In the season of blockbuster gallery shows and overcrowded museums, the exhibition of William Kentridge’s recent prints at David Krut Projects in Chelsea offers a much needed space for reflection. Interspersing striking large-scale works such as Lampedusa with medium-sized and smaller prints, the exhibit invites visitors to explore Kentridge’s many themes and motifs. Those familiar with the artist’s extensive body of work will pick up on the historical and conceptual narratives that run through the prints. Those encountering William Kentridge for the first time will enjoy the masterful, at times whimsical, drawings, and the lively interplay between photo engraving, drawing, collage and other forms of mark-making.
When I first saw the show on opening night at the beginning of June, my attention first gravitated to a 29”x36” photogravure of a layered landscape with the caption “My father is a tree in a forest of fathers” collaged at the top edge. As I got closer, I noticed a second caption, “I am still alive, that may soon be a sin” pasted near the bottom. The landscape in the print is at once recognizable and indeterminate: there’s lush, tropical vegetation in the foreground, trees in the middle- and background, and a cropped building—perhaps a warehouse or a factory—on the far left.

All these elements seem to originate in photographs, but the landscape as a whole appears fragmented and heavily manipulated.
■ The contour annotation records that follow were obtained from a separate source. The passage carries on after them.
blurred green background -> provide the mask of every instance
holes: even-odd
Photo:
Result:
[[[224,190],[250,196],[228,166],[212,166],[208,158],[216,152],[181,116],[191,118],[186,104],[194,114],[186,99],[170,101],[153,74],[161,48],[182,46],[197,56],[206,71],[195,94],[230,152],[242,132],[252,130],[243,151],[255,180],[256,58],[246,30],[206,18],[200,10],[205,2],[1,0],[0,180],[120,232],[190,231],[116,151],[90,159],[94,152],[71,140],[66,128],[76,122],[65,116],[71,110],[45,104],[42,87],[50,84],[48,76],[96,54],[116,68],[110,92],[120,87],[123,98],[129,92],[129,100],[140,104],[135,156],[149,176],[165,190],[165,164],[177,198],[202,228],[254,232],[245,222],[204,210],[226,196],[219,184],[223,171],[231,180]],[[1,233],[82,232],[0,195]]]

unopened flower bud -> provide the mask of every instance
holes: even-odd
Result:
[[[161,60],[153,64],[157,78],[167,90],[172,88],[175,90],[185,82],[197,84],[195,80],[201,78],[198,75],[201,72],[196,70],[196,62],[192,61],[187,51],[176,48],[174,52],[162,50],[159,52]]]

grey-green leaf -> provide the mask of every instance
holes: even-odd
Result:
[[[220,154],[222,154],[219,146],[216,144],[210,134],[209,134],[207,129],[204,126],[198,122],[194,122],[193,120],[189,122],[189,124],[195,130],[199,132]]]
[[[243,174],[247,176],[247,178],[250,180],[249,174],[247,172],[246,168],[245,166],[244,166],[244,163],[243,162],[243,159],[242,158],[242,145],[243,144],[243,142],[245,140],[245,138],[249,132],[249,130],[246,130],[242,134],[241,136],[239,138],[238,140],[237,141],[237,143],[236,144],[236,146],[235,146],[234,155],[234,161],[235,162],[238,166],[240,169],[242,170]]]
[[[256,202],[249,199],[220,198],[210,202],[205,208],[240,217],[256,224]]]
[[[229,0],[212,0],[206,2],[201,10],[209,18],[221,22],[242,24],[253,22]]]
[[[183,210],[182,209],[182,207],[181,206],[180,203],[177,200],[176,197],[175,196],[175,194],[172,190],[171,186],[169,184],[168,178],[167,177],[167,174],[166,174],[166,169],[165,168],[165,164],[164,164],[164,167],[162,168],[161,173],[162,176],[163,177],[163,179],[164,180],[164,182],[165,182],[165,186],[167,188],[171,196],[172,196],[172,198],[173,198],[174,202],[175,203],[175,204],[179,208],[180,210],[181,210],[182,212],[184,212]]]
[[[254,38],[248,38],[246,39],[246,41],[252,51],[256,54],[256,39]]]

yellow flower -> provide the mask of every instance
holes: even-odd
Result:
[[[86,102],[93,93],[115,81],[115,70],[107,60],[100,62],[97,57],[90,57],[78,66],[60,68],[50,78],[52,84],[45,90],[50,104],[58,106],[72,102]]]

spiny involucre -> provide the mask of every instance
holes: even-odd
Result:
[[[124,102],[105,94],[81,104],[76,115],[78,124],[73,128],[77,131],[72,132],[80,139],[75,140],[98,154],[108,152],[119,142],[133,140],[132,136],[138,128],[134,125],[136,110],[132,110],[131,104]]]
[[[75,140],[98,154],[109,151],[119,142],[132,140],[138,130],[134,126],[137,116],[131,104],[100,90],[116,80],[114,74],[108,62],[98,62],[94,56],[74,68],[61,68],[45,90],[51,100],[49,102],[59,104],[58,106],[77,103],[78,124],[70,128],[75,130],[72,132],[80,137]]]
According to the label, Kentridge and his collaborators used Chine collé, a technique that allows collage elements to appear virtually seamless with the rest of the image. This adds to the disorienting ambiguity that pervades this and other prints.
The tree is a newer motif for Kentridge, yet it evolves out of the artist’s longtime preoccupation with the question of landscape in art. Born and raised in Johannesburg, South Africa in the era of Apartheid, Kentridge has critiqued idealized depictions of the African landscape, seeking to bring to light the often violent human history that has shaped and continues to shape it. Trees, along with cultural symbolism, bring in a more personal element into this body of work. As Kentridge has explained in interviews, trees reference themes of memory, aging and generation.
Another series of prints reflect on the creative process and the importance of openness to chance in studio practice. Perhaps Kentridge’s best known works, his animated films or “drawings for projection,” are predicated on the willingness to spontaneously modify and even erase a seemingly finished piece. Rather than using traditional animation techniques, Kentridge worked in charcoal on a single piece of paper, adding or removing marks to produce the illusion of movement. Traces of previous drawings remain visible, augmenting the expressionistic quality of the films.
Processes of continuous addition, subtraction, and incomplete erasure are evident in almost all the prints on view at David Krut Projects. In a series of self-portraits, for instance, Kentridge’s features fall in and out of focus as collage, photogravure, texts, and expressive marks are arranged and rearranged around an underlying composition. A photogravure from the series Studio Life shows Kentridge in double exposure as he arranges prints on his studio wall. It is reminiscent of the humorous video, “Drawing Lesson” in which Kentridge interviews himself in a parody of a ponderous artists’ colloquy.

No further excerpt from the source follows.